26 office blocks demolished and replaced in Dublin since 2014 (IE)

26 office blocks demolished and replaced in Dublin since 2014 (IE)

26 office blocks in Dublin have been demolished and replaced since 2014, according to a new report from Savills Ireland. 


The report, which examines how Dublin’s office landscape is changing, reveals that office redevelopments have been focused almost exclusively on the city centre, with twenty-one projects (81%) in Dublin 2, four in Dublin 4 (15%), and only one in the suburbs. 


The average age of offices when they are knocked-down is 40.5 years and the redevelopment programme typically takes one-and-a-half years. The average size of the demolished blocks is 3,643 m² whereas their replacements average 4,968 m².  This represents an average size gain of 36.4%.


According to Dr. John McCartney, Director of Research at Savills Ireland, higher density office development will improve the efficiency and sustainability of Dublin as a business location: "Dublin city centre has the best public transport links in Ireland and its connectivity has been further improved by the opening of Luas Cross City. The higher density office development that we are seeing is allowing more people to benefit from these transport links in their day-to-day commutes”


The Savills report notes that it is not just office developers who are attracted to the city centre. Three city centre offices have been actually converted to alternative uses since 2014. These include Findlater House on O’Connell St. and Pinebrook House on Harcourt St. both of which have been converted to hotels.
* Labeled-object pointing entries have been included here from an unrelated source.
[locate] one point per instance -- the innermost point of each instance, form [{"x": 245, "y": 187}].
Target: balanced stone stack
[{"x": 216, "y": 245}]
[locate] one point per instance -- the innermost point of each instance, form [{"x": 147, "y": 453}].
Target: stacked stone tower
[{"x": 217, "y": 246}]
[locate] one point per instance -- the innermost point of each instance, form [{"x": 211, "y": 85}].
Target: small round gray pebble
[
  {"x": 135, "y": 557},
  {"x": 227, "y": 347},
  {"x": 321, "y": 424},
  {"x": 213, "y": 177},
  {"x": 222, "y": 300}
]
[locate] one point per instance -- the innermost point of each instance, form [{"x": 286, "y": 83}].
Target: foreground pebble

Oisin House on Pearse St. – a dated office block from 1973 – is now being redeveloped for student housing and two further buildings – Creation House on Grafton St. and 10-12 Trinity Street – have had their first-floor offices converted to retail use.


Savills also notes that the vacancy rate in Dublin offices currently stands at 9.3% and rents are rising by about 5% per annum.  Further rental growth is expected over the next two years but at a slowing rate as supply begins to catch up with the backlog of demand.